Ma dicevamo di Renzi, che ci fa il buon Matteo su Chi?. Naturalmente campagna elettorale. Se si ha la bontà di guardare anche su Internet le immagini di Matteo e della dolce sposa Agnese, scattate all’interno di un supermercato di Pontassieve, si nota subito il finto taglio da foto “rubata”.
Immaginate un fotografo appostato per giorni sotto una montagna di carciofi spinosi o acquattato furtivamente tra i banchi del pesce sperando che il premier si rechi proprio lì a fare la spesa.
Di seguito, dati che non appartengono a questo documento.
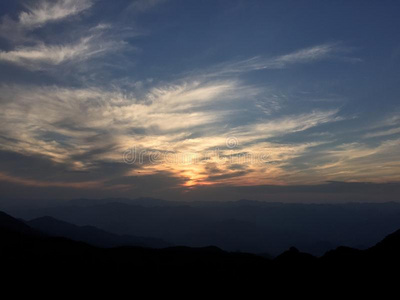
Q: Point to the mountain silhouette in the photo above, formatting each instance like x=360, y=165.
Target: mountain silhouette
x=91, y=234
x=24, y=249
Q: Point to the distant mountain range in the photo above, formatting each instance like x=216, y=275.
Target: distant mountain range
x=91, y=235
x=245, y=225
x=24, y=248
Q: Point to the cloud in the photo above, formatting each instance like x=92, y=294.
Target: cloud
x=46, y=11
x=144, y=5
x=381, y=133
x=301, y=56
x=42, y=56
x=38, y=14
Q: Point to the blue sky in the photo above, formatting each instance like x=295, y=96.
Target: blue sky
x=168, y=97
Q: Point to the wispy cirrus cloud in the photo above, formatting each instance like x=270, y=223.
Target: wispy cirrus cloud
x=144, y=5
x=301, y=56
x=42, y=56
x=37, y=14
x=46, y=11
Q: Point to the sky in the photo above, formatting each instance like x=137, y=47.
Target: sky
x=195, y=99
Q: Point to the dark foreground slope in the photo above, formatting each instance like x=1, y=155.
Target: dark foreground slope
x=26, y=254
x=92, y=235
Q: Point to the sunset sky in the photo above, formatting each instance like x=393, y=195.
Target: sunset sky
x=196, y=99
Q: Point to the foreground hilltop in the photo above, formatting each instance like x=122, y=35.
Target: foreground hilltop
x=24, y=250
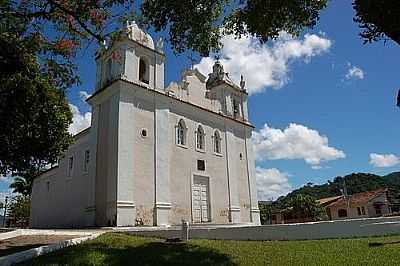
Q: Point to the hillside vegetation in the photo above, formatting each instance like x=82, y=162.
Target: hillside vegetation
x=355, y=183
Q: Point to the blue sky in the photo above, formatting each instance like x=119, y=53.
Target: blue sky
x=356, y=114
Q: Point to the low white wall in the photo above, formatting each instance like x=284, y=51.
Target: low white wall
x=305, y=231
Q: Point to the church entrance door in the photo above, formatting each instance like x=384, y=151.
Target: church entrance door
x=200, y=199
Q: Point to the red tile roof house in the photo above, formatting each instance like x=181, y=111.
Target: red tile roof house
x=360, y=205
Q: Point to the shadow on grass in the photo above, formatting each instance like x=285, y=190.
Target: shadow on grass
x=14, y=249
x=150, y=253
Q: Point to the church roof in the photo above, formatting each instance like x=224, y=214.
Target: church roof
x=136, y=34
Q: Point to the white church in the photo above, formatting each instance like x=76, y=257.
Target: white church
x=153, y=155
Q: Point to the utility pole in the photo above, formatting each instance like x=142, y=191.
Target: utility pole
x=5, y=211
x=346, y=196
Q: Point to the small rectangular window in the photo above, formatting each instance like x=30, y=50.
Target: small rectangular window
x=86, y=162
x=201, y=165
x=70, y=165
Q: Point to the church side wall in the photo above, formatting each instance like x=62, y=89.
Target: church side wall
x=59, y=200
x=107, y=162
x=142, y=174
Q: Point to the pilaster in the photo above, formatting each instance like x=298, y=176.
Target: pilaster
x=162, y=155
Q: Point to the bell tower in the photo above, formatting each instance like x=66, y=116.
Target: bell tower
x=130, y=62
x=131, y=56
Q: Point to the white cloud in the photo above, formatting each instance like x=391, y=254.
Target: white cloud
x=294, y=142
x=354, y=72
x=80, y=121
x=6, y=179
x=84, y=95
x=383, y=160
x=265, y=65
x=271, y=183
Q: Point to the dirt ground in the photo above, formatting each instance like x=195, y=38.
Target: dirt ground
x=21, y=243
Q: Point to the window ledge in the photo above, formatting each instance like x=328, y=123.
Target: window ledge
x=182, y=146
x=201, y=150
x=218, y=154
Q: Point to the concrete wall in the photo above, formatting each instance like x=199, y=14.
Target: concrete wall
x=59, y=199
x=306, y=231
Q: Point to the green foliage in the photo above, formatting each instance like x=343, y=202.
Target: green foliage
x=306, y=206
x=19, y=211
x=119, y=249
x=33, y=109
x=199, y=25
x=378, y=19
x=355, y=183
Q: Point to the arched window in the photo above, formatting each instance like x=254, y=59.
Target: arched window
x=108, y=70
x=217, y=142
x=200, y=138
x=342, y=213
x=143, y=71
x=181, y=133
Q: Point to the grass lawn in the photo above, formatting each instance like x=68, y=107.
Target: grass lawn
x=120, y=249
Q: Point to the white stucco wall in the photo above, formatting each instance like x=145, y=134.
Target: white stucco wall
x=59, y=200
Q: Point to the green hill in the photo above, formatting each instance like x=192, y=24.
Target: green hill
x=355, y=183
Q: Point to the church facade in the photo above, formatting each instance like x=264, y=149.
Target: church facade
x=153, y=155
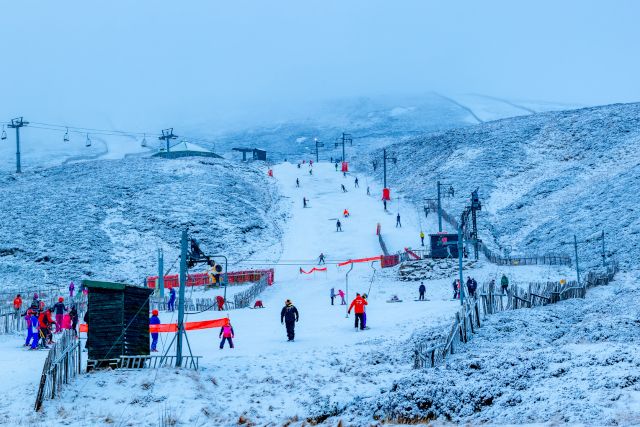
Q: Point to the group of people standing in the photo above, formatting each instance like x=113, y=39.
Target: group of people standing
x=40, y=322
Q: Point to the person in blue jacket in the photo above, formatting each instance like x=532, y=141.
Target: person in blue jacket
x=171, y=305
x=154, y=320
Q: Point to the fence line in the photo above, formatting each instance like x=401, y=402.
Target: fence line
x=62, y=365
x=467, y=319
x=494, y=257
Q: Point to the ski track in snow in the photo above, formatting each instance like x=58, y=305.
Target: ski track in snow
x=265, y=379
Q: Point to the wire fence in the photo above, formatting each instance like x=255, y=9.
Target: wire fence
x=496, y=258
x=62, y=365
x=491, y=301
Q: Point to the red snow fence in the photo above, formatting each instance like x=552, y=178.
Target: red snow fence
x=200, y=279
x=354, y=261
x=313, y=270
x=173, y=327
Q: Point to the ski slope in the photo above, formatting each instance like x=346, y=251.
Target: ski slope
x=265, y=379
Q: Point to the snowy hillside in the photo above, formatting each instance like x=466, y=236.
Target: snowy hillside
x=105, y=219
x=542, y=178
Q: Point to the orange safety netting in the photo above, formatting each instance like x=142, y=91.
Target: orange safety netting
x=173, y=327
x=353, y=261
x=313, y=270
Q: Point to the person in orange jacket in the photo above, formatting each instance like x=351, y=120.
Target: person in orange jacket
x=358, y=305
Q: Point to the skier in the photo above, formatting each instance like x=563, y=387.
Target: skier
x=364, y=313
x=226, y=333
x=359, y=303
x=73, y=314
x=171, y=304
x=421, y=291
x=59, y=309
x=341, y=295
x=220, y=302
x=154, y=320
x=44, y=324
x=289, y=316
x=504, y=283
x=17, y=304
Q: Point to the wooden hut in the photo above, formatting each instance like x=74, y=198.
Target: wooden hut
x=118, y=320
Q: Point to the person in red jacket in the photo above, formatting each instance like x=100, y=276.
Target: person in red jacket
x=358, y=305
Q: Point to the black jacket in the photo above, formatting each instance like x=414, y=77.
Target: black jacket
x=289, y=313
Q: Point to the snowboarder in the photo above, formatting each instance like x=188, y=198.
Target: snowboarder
x=289, y=316
x=421, y=291
x=73, y=315
x=227, y=334
x=171, y=304
x=358, y=304
x=59, y=309
x=154, y=320
x=504, y=283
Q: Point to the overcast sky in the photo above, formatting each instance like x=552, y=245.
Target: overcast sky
x=149, y=64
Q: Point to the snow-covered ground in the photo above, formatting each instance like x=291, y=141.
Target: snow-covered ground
x=541, y=179
x=265, y=379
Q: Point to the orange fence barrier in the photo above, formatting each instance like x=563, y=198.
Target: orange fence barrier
x=314, y=269
x=353, y=261
x=173, y=327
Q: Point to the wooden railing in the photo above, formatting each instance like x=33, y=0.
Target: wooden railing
x=62, y=365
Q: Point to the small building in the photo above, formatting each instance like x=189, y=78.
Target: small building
x=257, y=154
x=118, y=322
x=444, y=245
x=186, y=149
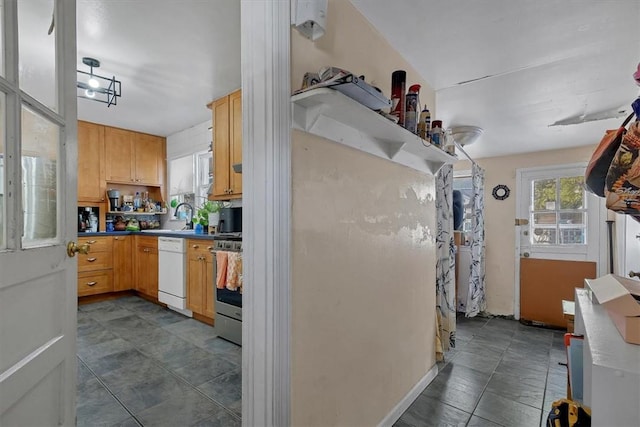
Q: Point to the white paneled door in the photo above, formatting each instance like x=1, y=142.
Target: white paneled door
x=38, y=159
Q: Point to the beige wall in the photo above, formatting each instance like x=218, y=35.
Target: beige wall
x=363, y=258
x=363, y=281
x=500, y=215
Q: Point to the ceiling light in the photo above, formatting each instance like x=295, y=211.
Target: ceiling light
x=96, y=87
x=465, y=135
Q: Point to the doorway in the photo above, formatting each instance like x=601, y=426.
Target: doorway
x=558, y=242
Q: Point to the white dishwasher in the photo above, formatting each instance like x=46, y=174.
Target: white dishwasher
x=172, y=283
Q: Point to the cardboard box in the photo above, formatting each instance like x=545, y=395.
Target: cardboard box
x=616, y=293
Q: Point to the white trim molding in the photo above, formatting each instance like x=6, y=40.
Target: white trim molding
x=409, y=398
x=266, y=146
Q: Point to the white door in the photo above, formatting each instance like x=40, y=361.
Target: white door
x=558, y=241
x=37, y=202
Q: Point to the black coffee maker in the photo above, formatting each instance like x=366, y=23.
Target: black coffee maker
x=114, y=200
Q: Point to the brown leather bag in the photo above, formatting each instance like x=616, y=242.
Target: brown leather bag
x=601, y=159
x=622, y=185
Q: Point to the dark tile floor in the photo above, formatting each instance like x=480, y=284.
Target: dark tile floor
x=501, y=373
x=142, y=364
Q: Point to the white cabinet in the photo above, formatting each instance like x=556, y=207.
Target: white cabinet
x=611, y=371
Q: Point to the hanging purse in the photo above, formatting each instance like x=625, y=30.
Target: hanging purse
x=602, y=157
x=622, y=185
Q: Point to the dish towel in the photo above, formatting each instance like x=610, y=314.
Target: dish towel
x=222, y=261
x=234, y=271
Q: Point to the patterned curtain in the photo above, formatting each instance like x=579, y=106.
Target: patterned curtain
x=445, y=263
x=476, y=301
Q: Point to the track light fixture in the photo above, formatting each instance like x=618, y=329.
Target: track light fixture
x=95, y=87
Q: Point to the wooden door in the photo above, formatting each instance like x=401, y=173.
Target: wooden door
x=148, y=156
x=559, y=242
x=119, y=155
x=122, y=263
x=220, y=110
x=38, y=302
x=235, y=139
x=91, y=164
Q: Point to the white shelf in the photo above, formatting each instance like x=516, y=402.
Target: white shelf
x=330, y=114
x=136, y=213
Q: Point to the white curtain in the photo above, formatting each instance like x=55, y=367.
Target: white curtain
x=445, y=263
x=476, y=301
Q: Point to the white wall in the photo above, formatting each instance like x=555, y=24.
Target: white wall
x=189, y=141
x=363, y=251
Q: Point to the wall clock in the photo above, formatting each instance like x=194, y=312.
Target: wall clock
x=500, y=192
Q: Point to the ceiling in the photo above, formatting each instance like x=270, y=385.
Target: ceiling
x=515, y=67
x=172, y=57
x=510, y=67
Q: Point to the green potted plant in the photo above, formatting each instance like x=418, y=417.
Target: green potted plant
x=202, y=213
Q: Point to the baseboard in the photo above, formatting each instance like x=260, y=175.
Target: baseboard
x=408, y=399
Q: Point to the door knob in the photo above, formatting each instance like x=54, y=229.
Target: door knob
x=73, y=249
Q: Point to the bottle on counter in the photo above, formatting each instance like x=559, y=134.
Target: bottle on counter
x=398, y=81
x=411, y=111
x=137, y=201
x=436, y=133
x=424, y=124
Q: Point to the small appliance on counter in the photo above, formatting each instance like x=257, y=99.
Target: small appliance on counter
x=230, y=220
x=114, y=200
x=88, y=219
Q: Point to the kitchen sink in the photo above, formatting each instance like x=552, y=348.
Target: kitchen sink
x=168, y=231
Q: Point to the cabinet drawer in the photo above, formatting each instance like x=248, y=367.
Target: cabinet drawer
x=95, y=283
x=95, y=261
x=199, y=247
x=96, y=244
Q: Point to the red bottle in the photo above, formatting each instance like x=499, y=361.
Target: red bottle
x=398, y=82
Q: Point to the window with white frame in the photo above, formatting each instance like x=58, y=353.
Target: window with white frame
x=190, y=178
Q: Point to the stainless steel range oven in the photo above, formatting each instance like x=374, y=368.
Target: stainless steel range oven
x=228, y=304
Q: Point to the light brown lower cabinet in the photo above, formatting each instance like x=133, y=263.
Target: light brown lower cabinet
x=95, y=272
x=200, y=298
x=123, y=263
x=146, y=262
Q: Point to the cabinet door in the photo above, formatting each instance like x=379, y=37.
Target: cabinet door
x=209, y=287
x=195, y=297
x=120, y=156
x=149, y=153
x=235, y=140
x=220, y=110
x=122, y=263
x=91, y=164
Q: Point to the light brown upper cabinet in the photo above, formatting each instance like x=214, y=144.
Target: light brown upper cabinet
x=133, y=157
x=91, y=164
x=227, y=146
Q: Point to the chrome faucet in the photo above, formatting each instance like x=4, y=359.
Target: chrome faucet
x=190, y=221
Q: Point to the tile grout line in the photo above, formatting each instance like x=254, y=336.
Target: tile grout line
x=159, y=364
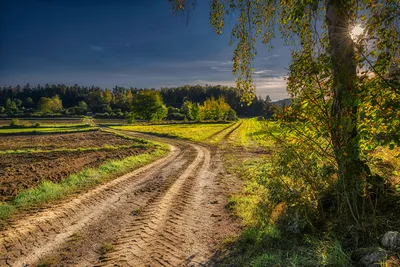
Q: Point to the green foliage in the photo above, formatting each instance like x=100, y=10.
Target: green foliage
x=130, y=117
x=15, y=123
x=215, y=109
x=48, y=191
x=190, y=131
x=11, y=106
x=149, y=105
x=50, y=105
x=191, y=110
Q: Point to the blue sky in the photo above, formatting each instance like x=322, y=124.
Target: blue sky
x=123, y=42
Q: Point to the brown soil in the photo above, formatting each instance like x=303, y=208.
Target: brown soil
x=67, y=140
x=169, y=213
x=22, y=171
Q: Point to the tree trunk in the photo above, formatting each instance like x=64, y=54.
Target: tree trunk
x=344, y=135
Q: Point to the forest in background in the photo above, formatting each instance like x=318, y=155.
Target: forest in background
x=63, y=100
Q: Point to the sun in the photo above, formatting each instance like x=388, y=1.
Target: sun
x=356, y=31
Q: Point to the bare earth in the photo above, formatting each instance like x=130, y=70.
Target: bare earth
x=169, y=213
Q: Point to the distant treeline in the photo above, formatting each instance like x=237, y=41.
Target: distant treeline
x=117, y=102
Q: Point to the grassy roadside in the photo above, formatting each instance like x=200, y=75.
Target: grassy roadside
x=48, y=191
x=262, y=242
x=194, y=131
x=31, y=151
x=275, y=230
x=45, y=130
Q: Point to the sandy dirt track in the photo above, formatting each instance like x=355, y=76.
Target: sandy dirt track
x=168, y=213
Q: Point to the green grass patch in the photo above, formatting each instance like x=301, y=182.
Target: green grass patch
x=192, y=131
x=81, y=149
x=44, y=130
x=48, y=191
x=263, y=241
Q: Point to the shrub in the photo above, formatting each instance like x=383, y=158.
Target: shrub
x=16, y=123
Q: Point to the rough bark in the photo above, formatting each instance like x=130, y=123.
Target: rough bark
x=345, y=137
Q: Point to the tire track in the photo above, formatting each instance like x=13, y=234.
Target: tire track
x=168, y=213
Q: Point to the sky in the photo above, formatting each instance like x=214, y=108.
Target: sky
x=129, y=43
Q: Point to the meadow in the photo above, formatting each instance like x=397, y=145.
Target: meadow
x=189, y=131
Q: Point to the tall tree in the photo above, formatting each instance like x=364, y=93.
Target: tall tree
x=324, y=70
x=149, y=105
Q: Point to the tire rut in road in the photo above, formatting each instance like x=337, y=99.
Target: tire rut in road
x=27, y=240
x=169, y=213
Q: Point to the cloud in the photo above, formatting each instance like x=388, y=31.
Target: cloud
x=220, y=69
x=262, y=71
x=96, y=48
x=275, y=87
x=272, y=57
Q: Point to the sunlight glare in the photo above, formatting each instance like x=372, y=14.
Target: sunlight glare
x=355, y=32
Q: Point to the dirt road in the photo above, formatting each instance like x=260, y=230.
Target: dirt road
x=168, y=213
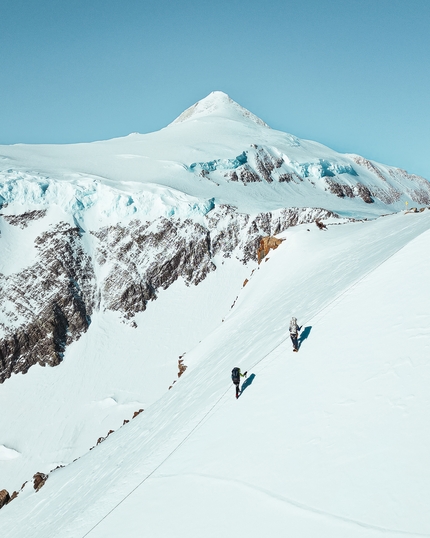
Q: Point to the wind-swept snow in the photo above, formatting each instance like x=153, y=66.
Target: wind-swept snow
x=330, y=442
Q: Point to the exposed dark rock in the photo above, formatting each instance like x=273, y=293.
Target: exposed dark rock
x=267, y=244
x=181, y=367
x=4, y=497
x=23, y=220
x=48, y=304
x=320, y=225
x=39, y=480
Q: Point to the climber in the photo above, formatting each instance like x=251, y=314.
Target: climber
x=294, y=333
x=236, y=374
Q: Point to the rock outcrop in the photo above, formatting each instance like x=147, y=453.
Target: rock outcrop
x=49, y=304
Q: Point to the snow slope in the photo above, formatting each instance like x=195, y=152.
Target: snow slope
x=198, y=154
x=330, y=442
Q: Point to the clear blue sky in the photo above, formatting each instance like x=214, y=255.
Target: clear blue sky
x=352, y=74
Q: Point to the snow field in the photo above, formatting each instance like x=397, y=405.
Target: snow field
x=329, y=442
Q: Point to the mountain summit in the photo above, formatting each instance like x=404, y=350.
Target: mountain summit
x=218, y=104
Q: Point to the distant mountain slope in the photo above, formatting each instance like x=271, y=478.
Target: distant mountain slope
x=118, y=256
x=331, y=442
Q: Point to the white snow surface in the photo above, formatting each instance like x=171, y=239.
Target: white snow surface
x=159, y=173
x=330, y=442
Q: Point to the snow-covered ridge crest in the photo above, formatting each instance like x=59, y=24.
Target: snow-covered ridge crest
x=218, y=104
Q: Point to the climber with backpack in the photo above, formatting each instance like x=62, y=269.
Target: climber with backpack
x=294, y=333
x=236, y=374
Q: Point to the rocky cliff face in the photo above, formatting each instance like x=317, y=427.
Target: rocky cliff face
x=49, y=304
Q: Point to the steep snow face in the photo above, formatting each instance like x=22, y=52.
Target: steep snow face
x=219, y=104
x=108, y=250
x=330, y=442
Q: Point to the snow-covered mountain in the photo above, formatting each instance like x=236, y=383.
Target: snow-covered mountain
x=127, y=262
Immaginate l’emozione di vederlo spuntare tra i banchi dell’ortofrutta, ignaro che mani bramose di scoop siano intente a pigiare in modo compulsivo il pulsante di scatto. Immaginate la sorpresa della coppia nel vedersi immortalati a loro insaputa durante una delle attività più care e “più care” per gli italiani, la spesa.
 
Il titolo dell’articolo è fantastico: da premier a casalingo. Sottotitolo: torniamo in mezzo alla gente, sul territorio (…) si comporta come un vero uomo di casa attento anche ai prezzi.
 
Nel testo dell’articolo, oltre alla mirabolanti ed interessantissime notizie circa la composizione del carrello della spesa di Renzi, apprendiamo con un certo stupore che papà Renzi è solito rimboccare le coperte agli adorati figli. Quanta tenerezza… se mio padre a 15 anni mi avesse rimboccato le coperte probabilmente invece di Chi? avrei chiamato il pronto soccorso pensando a un suo serio decadimento cognitivo. Ma questa è un’altra storia, mio padre evidentemente non è un ex presidente del consiglio e io non sono il figlio ficcato usa insaputa nel mezzo di una nuova campagna elettorale. 
 
Qual’è il messaggio che vogliono passare? Siccome io, Matteo Renzi, faccio la spesa in un modesto supermercato di provincia, non sono cambiato e sono pronto a dimostrartelo facendo la spesa come un poveraccio, un poveraccio proprio come te. Votare per credere. 
 
Eccolo lì Matteo, sulle rive dell’Arno, ad aspettare che passi il cadavere di Gentiloni. Non si rende conto che quella che scorre non è acqua. Per essere liquida è liquida, ma è maleodorante, limacciosa, scura. Non è né altissima né purissima, insomma è merda. Caro Matteo fatti un tuffo e diventa per davvero uno di noi. Nuotare per credere.